Mercedes CLA Hybrid: Gedenkpause beim Beschleunigen inklusive
Hanno Boblenz | 10.12.2025
Auf den elektrischen Mercedes CLA folgt nun der Verbrenner. In dem kompakten Mildhybrid steckt viel neue Technik, aber auf der Strasse überzeugt das Ergebnis nicht immer.
Es wird ja viel gemeckert über die deutsche Autoindustrie. Zu langsam, zu teuer, zu viel Vergangenheit, zu wenig Zukunft, so tönt es gern. Wie gut ein modernes Elektroauto made in Germany funktionieren kann, zeigt der neue Mercedes CLA mit 800-Volt-Technik – selten hat die Stuttgarter Marke ein neues Modell auf den Markt gebracht, das vom Start weg so viel positive Resonanz im Markt bekam.
Jetzt folgt die Mildhybrid-Variante, die auf derselben Plattform steht und den Spagat zwischen Elektroschliff und Verbrennertradition wagt. Der Hybrid sieht dem Elektro-CLA fast zum Verwechseln ähnlich: klassischer Stern im Grill, klare Linien, coupéhafte Silhouette.
Interessanter wird’s unter der Haube. Dort arbeitet ein neu entwickelter 1.5-Liter-Vierzylinder, gekoppelt mit einem im Achtgang-Doppelkupplungsgetriebe integrierten Elektromotor. Das gesamte Antriebspaket wurde eigens für diese Plattform konstruiert, erklärt Motorenentwickler Heiko Schilling. Ziel sei gewesen, «das System wirklich auf Verbrauch und Effizienz zu optimieren». Möglichst kompakt, möglichst leicht, möglichst reibungsarm.

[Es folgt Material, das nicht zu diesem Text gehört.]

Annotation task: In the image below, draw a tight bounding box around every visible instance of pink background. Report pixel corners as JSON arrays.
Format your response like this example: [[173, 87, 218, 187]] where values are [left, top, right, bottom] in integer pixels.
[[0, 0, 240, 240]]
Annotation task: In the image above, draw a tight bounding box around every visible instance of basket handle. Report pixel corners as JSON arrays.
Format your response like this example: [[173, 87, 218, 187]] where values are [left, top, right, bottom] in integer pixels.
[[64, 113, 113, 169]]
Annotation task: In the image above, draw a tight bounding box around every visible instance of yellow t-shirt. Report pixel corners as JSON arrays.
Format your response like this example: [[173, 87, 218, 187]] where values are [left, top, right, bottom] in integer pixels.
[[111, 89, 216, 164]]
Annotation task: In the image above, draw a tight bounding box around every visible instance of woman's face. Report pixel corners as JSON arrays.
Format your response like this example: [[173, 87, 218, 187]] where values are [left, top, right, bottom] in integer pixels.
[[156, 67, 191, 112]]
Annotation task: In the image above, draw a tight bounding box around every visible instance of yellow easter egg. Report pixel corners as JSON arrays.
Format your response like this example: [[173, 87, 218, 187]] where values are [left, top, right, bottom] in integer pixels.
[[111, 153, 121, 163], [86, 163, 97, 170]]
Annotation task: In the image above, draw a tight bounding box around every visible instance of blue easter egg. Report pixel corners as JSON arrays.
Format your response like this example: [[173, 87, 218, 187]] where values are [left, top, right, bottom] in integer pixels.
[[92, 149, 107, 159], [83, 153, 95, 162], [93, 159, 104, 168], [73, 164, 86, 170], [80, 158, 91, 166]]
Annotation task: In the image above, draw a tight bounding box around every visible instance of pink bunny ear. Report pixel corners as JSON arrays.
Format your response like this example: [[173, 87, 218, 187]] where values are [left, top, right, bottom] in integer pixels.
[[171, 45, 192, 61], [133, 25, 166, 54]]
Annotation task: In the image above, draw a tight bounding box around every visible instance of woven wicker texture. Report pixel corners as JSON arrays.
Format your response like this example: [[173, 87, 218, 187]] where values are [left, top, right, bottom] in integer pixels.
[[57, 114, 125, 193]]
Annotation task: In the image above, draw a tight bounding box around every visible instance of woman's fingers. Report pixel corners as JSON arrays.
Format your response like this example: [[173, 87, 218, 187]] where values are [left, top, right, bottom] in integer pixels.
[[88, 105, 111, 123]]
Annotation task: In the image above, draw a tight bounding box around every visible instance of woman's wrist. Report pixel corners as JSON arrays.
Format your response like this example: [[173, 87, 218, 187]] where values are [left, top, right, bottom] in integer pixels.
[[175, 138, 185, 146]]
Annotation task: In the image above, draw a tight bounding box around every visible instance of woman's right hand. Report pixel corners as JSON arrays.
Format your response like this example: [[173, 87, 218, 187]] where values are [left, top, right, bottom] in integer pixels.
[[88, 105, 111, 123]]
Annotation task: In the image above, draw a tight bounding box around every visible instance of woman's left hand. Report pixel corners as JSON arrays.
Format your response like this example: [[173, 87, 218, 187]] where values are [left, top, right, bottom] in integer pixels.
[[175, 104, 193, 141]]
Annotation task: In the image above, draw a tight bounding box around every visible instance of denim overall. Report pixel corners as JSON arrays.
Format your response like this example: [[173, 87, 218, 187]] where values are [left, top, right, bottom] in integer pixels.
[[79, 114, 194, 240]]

Die elektrische Maschine liefert bis zu 22 kW Zusatzleistung und kann in allen acht Gängen Strom rekuperieren.
Allerdings zeigt der CLA Hybrid eine Charaktereigenschaft, die man mögen kann, aber nicht muss. Beim Beschleunigen wirkt der Antrieb kurz wie aus zwei Welten zusammengesetzt. Gibt man Gas, dreht der Vierzylinder hörbar hoch, doch der Schub kommt zunächst ausschließlich vom Elektromotor. Der Verbrenner läuft zwar, ist aber noch nicht mit dem Getriebe verbunden.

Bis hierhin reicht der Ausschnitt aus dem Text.